Python Programming Tutorials

Learning and Testing our Machine learning algorithm

Now that we have the data we want, we need to organize it so that we can actually perform tests with it.
Now, you should have the stock_prices.csv file. If not, you should go back to the previous tutorial and get it. Just in case something isn't working, here's the stock_prices.csv file I was using: stock_prices.csv
import pandas as pd
import os
import time
from datetime import datetime

from time import mktime
import matplotlib
import matplotlib.pyplot as plt
from matplotlib import style
style.use("dark_background")

import re


path = "X:/Backups/intraQuarter"

def Key_Stats(gather=["Total Debt/Equity",
                      'Trailing P/E',
                      'Price/Sales',
                      'Price/Book',
                      'Profit Margin',
                      'Operating Margin',
                      'Return on Assets',
                      'Return on Equity',
                      'Revenue Per Share',
                      'Market Cap',
                        'Enterprise Value',
                        'Forward P/E',
                        'PEG Ratio',
                        'Enterprise Value/Revenue',
                        'Enterprise Value/EBITDA',
                        'Revenue',
                        'Gross Profit',
                        'EBITDA',
                        'Net Income Avl to Common ',
                        'Diluted EPS',
                        'Earnings Growth',
                        'Revenue Growth',
                        'Total Cash',
                        'Total Cash Per Share',
                        'Total Debt',
                        'Current Ratio',
                        'Book Value Per Share',
                        'Cash Flow',
                        'Beta',
                        'Held by Insiders',
                        'Held by Institutions',
                        'Shares Short (as of',
                        'Short Ratio',
                        'Short % of Float',
                        'Shares Short (prior ']):
    
    statspath = path+'/_KeyStats'
    stock_list = [x[0] for x in os.walk(statspath)]
    df = pd.DataFrame(columns = ['Date',
                                 'Unix',
                                 'Ticker',
                                 'Price',
                                 'stock_p_change',
                                 'SP500',
                                 'sp500_p_change',
                                 'Difference',
                                 ##############
                                 'DE Ratio',
                                 'Trailing P/E',
                                 'Price/Sales',
                                 'Price/Book',
                                 'Profit Margin',
                                 'Operating Margin',
                                 'Return on Assets',
                                 'Return on Equity',
                                 'Revenue Per Share',
                                 'Market Cap',
                                 'Enterprise Value',
                                 'Forward P/E',
                                 'PEG Ratio',
                                 'Enterprise Value/Revenue',
                                 'Enterprise Value/EBITDA',
                                 'Revenue',
                                 'Gross Profit',
                                 'EBITDA',
                                 'Net Income Avl to Common ',
                                 'Diluted EPS',
                                 'Earnings Growth',
                                 'Revenue Growth',
                                 'Total Cash',
                                 'Total Cash Per Share',
                                 'Total Debt',
                                 'Current Ratio',
                                 'Book Value Per Share',
                                 'Cash Flow',
                                 'Beta',
                                 'Held by Insiders',
                                 'Held by Institutions',
                                 'Shares Short (as of',
                                 'Short Ratio',
                                 'Short % of Float',
                                 'Shares Short (prior ',                                
                                 ##############
                                 'Status'])

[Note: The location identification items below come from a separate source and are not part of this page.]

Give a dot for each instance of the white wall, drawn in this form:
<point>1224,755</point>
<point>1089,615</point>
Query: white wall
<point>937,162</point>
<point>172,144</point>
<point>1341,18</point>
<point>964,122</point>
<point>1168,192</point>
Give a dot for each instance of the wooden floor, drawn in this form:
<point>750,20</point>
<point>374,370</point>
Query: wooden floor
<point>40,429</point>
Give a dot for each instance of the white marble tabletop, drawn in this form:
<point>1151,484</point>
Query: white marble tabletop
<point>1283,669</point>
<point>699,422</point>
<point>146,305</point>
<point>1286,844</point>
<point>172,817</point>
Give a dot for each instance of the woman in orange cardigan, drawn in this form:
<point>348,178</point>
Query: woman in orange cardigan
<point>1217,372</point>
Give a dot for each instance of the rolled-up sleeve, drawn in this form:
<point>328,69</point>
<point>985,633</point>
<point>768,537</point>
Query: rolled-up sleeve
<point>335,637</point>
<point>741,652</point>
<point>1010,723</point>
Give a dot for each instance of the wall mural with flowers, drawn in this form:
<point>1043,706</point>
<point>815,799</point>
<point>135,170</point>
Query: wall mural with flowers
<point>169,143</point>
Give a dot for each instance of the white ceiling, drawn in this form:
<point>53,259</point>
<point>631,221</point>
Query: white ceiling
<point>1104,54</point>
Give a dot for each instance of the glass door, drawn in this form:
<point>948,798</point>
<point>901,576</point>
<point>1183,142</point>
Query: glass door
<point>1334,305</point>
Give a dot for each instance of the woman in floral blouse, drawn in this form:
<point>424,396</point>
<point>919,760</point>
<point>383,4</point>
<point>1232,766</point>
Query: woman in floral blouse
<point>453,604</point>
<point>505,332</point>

    sp500_df = pd.DataFrame.from_csv("YAHOO-INDEX_GSPC.csv")
    stock_df = pd.DataFrame.from_csv("stock_prices.csv")

    ticker_list = []

    for each_dir in stock_list[1:]:
        each_file = os.listdir(each_dir)
        ticker = each_dir.split("\\")[1]
        ticker_list.append(ticker)

##        starting_stock_value = False
##        starting_sp500_value = False

        
        if len(each_file) > 0:
            for file in each_file:
                date_stamp = datetime.strptime(file, '%Y%m%d%H%M%S.html')
                unix_time = time.mktime(date_stamp.timetuple())
                full_file_path = each_dir+'/'+file
                source = open(full_file_path,'r').read()
                try:
                    value_list = []

                    for each_data in gather:
                        try:
                            regex = re.escape(each_data) + r'.*?(\d{1,8}\.\d{1,8}M?B?|N/A)%?'
                            value = re.search(regex, source)
                            value = (value.group(1))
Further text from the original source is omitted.